Jakarta, CNBC Indonesia - Sektor properti menjadi yang paling lemah setelah recovery dari Covid-19. Sepanjang tahun 2023 permintaan properti makin menurun, hal ini terjadi di beberapa negara maju seperti Amerika Serikat, Inggris, hingga Jepang.
Penjualan rumah di AS turun 2,2% dari bulan sebelumnya ke tingkat tahunan yang disesuaikan secara musiman sebesar 4,07 juta unit pada periode Juli 2023, tingkat terendah sejak Januari dan di bawah ekspektasi pasar sebesar 4,15 juta unit.
Suku bunga hipotek yang lebih tinggi dan persediaan rumah terbatas terus menjadi faktor utama dibalik penurunan penjualan rumah di Negeri Paman Sam.

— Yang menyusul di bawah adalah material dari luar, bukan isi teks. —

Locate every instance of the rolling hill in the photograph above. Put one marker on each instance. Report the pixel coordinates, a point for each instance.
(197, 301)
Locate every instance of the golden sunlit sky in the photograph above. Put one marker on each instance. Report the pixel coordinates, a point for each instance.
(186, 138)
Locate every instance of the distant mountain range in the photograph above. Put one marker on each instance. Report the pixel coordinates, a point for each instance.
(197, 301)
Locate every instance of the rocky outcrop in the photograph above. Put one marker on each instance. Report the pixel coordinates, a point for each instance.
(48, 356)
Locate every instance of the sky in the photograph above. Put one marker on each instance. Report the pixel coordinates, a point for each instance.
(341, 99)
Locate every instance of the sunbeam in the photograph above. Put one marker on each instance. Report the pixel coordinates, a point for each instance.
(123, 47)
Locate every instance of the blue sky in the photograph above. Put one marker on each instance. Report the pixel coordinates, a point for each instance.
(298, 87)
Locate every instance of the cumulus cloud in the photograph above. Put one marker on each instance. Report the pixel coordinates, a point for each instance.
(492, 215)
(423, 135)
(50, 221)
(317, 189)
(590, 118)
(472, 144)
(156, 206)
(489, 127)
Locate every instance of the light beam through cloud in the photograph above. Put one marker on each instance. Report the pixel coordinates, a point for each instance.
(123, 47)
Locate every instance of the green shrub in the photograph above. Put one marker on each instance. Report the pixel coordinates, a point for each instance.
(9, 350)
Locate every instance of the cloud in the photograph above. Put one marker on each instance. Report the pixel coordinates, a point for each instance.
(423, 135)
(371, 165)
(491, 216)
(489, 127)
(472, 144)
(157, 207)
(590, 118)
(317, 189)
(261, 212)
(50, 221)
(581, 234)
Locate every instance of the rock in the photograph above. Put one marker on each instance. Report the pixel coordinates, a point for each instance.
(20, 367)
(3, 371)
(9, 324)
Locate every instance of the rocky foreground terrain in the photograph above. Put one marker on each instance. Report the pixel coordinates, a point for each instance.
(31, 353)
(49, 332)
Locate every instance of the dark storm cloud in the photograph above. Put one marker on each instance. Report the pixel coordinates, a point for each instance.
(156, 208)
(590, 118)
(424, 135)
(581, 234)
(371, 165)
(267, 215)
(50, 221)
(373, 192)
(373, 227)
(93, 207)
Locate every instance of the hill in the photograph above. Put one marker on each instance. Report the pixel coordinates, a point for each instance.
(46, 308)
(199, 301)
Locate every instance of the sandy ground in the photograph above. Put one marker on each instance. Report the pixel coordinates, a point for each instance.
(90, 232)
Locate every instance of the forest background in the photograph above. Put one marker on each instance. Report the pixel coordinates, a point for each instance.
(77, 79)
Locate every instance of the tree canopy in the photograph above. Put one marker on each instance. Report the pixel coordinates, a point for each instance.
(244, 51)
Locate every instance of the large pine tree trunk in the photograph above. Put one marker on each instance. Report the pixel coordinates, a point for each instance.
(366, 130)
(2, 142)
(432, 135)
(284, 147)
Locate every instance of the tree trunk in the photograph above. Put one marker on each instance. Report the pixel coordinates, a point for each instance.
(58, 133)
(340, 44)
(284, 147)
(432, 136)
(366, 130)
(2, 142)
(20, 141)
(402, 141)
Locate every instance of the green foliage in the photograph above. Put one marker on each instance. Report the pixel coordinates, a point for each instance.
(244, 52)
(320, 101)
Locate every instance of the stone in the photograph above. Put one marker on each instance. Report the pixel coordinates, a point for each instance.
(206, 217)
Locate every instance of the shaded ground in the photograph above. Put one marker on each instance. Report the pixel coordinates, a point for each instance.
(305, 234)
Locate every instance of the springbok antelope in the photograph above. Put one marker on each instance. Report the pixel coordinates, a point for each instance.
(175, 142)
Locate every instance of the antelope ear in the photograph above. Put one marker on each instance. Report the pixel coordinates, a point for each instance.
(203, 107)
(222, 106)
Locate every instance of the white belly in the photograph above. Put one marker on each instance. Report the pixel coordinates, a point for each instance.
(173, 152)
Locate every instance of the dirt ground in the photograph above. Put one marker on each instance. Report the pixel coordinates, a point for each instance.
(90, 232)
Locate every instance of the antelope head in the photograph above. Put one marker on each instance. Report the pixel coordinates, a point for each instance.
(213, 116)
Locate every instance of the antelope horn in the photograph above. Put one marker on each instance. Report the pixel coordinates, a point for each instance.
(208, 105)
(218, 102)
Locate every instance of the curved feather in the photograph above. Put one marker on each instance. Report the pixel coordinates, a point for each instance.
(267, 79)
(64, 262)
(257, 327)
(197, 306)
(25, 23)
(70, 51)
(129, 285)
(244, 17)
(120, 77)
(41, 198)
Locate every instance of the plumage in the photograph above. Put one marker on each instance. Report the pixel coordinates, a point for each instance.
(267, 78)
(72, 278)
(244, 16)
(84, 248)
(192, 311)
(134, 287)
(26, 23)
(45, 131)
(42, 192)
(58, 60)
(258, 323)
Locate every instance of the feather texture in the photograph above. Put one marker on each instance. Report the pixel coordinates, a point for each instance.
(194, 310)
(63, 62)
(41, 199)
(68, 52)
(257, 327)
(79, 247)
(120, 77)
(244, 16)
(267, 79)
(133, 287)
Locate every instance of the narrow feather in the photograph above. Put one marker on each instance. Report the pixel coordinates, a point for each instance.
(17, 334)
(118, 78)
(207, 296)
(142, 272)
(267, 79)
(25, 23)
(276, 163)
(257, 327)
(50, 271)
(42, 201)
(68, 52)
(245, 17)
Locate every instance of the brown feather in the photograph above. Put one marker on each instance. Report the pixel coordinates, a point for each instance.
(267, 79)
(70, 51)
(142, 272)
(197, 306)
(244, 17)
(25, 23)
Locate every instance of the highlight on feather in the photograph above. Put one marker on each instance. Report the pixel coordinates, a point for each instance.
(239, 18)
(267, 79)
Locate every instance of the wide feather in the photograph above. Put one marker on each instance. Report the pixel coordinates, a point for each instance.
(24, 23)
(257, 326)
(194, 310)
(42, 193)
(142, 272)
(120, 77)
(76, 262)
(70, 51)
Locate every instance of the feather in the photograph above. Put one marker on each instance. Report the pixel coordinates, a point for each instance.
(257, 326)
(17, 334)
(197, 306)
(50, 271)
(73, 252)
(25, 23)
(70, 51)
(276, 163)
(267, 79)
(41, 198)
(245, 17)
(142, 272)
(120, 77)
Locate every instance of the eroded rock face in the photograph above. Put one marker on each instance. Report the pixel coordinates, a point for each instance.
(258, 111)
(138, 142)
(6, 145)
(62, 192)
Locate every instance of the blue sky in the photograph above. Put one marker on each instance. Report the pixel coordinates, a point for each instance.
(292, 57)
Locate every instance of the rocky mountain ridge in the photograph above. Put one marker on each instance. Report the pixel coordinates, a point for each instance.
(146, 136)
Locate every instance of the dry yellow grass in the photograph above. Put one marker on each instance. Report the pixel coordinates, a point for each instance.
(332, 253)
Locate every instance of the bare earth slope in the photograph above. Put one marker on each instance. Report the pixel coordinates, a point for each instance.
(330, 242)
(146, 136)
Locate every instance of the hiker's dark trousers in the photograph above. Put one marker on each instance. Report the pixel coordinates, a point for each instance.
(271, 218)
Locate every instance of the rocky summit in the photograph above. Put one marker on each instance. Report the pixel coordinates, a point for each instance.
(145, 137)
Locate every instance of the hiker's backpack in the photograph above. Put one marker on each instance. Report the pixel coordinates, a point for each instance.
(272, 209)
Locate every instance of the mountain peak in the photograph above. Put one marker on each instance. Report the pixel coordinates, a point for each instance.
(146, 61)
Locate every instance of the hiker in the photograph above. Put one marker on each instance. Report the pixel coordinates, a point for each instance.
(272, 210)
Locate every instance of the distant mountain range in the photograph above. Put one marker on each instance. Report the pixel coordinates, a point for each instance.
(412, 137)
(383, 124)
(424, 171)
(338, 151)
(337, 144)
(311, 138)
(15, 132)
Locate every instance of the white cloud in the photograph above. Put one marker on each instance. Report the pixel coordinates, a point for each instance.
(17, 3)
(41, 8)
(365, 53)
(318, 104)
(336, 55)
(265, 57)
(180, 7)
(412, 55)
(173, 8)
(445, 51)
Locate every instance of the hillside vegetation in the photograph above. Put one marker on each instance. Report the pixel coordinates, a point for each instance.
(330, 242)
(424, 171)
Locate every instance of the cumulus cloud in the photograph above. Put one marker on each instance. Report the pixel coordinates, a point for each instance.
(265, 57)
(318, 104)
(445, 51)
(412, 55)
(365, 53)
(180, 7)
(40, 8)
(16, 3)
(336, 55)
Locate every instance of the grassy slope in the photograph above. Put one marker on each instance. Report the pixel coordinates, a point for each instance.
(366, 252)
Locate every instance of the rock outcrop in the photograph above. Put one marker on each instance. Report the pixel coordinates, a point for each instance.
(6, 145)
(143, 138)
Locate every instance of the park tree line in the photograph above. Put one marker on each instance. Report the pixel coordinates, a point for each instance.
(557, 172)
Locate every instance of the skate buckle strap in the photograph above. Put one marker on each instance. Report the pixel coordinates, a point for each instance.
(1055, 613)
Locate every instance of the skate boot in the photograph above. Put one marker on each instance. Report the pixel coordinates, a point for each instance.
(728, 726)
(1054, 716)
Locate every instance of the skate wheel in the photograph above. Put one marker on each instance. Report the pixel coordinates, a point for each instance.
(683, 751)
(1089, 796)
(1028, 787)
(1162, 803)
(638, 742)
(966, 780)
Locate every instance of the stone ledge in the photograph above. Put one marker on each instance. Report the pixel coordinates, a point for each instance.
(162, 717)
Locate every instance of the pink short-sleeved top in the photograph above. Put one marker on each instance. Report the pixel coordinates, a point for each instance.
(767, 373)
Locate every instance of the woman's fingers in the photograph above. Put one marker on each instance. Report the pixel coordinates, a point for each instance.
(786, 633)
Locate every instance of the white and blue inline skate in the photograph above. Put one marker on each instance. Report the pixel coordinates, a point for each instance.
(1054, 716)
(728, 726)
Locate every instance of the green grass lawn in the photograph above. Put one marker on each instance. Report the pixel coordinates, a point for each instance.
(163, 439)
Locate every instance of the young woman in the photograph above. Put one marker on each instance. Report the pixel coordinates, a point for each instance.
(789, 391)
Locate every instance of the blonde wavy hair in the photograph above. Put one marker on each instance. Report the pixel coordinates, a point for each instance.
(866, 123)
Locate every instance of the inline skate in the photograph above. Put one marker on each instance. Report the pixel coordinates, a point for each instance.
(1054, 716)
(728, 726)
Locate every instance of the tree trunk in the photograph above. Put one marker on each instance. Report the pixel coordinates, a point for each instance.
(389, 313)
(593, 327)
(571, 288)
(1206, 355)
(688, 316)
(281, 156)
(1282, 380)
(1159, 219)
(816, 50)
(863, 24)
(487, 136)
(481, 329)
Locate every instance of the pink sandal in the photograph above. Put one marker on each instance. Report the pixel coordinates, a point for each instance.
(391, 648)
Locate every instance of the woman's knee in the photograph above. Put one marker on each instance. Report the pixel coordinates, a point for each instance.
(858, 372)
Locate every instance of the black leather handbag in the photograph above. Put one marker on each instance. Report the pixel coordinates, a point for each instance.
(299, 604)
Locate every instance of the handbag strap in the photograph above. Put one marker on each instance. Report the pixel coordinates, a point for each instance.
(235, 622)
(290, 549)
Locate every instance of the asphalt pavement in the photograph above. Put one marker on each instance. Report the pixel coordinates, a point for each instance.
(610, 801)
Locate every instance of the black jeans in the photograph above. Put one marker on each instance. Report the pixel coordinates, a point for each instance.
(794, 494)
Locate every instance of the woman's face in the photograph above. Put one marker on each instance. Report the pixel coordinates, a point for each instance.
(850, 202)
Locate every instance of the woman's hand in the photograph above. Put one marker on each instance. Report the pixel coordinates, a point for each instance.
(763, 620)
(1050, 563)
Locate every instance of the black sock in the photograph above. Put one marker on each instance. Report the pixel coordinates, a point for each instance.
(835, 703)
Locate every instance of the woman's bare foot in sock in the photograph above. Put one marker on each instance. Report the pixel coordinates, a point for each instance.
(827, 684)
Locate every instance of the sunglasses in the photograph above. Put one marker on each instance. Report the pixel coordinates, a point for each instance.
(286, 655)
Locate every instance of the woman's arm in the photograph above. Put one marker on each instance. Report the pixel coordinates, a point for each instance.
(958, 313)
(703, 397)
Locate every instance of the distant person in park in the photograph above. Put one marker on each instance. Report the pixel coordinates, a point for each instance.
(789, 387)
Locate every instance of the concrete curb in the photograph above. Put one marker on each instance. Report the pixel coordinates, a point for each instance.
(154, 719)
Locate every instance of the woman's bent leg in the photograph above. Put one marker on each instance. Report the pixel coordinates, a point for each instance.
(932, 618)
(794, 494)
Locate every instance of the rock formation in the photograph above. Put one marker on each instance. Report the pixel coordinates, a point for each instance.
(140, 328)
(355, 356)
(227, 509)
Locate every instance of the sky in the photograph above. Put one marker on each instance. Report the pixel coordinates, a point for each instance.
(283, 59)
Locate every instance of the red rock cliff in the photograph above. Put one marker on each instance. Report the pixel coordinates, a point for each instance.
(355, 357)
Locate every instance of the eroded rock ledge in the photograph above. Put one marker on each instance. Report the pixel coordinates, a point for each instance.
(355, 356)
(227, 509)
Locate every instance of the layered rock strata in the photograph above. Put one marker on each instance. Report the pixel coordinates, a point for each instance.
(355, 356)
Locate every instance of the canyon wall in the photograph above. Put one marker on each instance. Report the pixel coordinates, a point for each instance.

Penjualan rumah keluarga tunggal menurun sebesar 1,9% menjadi 3,65 juta, dan penjualan kondominium dan koperasi merosot 4,5% menjadi 0,42 juta. Penjualan melemah di Timur Laut, Barat Tengah, dan Selatan, namun tumbuh di Barat.
Dari tahun ke tahun, penjualan merosot 16,6%. Pada saat yang sama, persediaan rumah yang belum terjual meningkat 3,7% dari bulan sebelumnya menjadi 1,11 juta pada akhir bulan Juli, atau setara dengan pasokan 3,3 bulan pada laju penjualan bulanan saat ini, naik dari 3,2 bulan setahun yang lalu.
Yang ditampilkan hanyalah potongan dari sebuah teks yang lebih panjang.